Normally, you can pop off the cover, this one is sealed, so had to cut the cover off, glued it back on, that tiny little form A contact is expected to switch up to 45 amps. One tiny speck of debris on that contact can prevent it from making good contact. Goodbye the sliding contact ignition switch, self cleaning, ignition switch just fires a high impedance voltage to the computer to switch this relay on. Burnishing the relay contact, made it good to go again.

Thought I had more photos of the negative battery cable, maybe on another computer, this one shows that gap on the crimp after I filed it.









That indent at the stem is where the cable is crimped, used a spur drill, just deep enough on both sides so I could pull the cable out of the terminal to clean off the corrosion, heated it with a propane torch so it could be soldered on, filed the excess solder off so it was round and air tight.

This is not a new problem, back in 1986, father-in-law purchased a new Chrysler New Yorker with an electronic dash, went blank on him during his 12 month warranty, dealer installed a new one, after a year, went blank again, wanted something like 700 bucks for a replacement. He drove up 300 miles so I could look at it, I pulled the ignition switch, was bare copper with little dimples on it, flattened those dimples for a greater contact area. Polished it to a mirror finish, his dash started working again. Wasn't the dash, was just poor contact, and with a microcontroller in it, not only requires a good voltage, but a fast rising one for that all important power on reset.

If a microcontroller does not get this reset, resets the program counter to zero, the firmware is dead lost and doesn't know what to do. This thing only had one computer, Cruze has five. All new vehicles are this way now, really need a storage oscilloscope, if the starting voltage drops below 8.5 volts, will not get proper power on reset.

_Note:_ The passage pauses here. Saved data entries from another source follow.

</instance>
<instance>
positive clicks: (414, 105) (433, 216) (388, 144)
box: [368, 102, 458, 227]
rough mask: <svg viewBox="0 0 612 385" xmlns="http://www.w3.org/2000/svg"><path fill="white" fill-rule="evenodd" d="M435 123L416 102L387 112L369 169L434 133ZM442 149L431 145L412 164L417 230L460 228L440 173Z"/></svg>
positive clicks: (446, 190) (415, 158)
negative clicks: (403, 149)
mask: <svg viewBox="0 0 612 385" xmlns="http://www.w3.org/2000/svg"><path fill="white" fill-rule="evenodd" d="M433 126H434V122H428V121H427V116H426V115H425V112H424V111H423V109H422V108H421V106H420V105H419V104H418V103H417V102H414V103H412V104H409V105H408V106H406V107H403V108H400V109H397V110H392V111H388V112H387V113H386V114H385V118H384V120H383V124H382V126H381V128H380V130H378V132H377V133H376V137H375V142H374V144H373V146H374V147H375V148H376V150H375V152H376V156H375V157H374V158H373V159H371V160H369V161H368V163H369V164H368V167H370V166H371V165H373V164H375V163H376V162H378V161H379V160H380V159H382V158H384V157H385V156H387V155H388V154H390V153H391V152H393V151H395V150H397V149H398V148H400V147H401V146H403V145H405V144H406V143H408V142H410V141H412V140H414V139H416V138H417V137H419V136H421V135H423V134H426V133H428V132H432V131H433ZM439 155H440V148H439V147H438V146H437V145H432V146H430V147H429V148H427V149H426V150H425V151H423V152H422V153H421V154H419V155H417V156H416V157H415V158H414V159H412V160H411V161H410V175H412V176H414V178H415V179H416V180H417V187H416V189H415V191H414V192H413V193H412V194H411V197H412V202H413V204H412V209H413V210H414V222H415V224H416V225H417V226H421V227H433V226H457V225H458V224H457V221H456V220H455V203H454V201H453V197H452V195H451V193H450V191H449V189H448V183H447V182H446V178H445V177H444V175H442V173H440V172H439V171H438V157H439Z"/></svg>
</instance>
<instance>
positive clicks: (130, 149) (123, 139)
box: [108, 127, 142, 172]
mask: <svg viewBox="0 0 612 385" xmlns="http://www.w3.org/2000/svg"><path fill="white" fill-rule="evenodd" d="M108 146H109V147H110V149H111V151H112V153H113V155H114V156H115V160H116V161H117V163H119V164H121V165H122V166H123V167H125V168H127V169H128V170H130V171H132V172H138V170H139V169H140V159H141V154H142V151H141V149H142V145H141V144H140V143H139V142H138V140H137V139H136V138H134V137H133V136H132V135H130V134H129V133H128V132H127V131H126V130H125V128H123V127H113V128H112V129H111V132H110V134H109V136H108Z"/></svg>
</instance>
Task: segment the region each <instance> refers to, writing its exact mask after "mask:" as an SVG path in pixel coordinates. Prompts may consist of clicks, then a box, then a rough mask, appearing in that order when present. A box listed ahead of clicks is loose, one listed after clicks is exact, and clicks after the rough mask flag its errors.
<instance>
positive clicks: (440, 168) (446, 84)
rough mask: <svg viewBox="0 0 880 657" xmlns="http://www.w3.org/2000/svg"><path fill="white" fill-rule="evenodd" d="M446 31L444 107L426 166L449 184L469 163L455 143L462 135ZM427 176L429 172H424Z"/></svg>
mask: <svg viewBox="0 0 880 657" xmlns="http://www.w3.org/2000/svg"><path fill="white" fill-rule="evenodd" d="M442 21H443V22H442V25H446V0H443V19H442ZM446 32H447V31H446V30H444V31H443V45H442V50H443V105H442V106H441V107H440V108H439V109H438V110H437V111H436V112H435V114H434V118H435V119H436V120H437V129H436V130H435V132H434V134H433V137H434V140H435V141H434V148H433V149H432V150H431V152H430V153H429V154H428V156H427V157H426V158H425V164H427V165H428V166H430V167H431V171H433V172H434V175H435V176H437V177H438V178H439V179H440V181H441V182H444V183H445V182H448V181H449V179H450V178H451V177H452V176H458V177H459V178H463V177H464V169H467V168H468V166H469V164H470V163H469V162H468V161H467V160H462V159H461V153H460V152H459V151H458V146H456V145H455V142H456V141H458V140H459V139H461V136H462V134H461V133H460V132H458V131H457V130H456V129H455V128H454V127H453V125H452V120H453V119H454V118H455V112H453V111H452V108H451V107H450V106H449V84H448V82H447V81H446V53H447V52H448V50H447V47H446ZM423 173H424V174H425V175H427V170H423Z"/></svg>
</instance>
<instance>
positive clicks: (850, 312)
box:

Would be nice if the shop manual showed voltages and waveforms, nobody does this, just throw new parts at it, dumbest electronic field anywhere.


----------



## shimmy816 (Aug 22, 2020)

I know this is an older post but I have a cheap easy fix. My car was having the radio randomly cut out mainly during rain. Find an electrician that has a hydraulic crimp tool and re crimp the negative cable. Did this... haven't had a problem since.


----------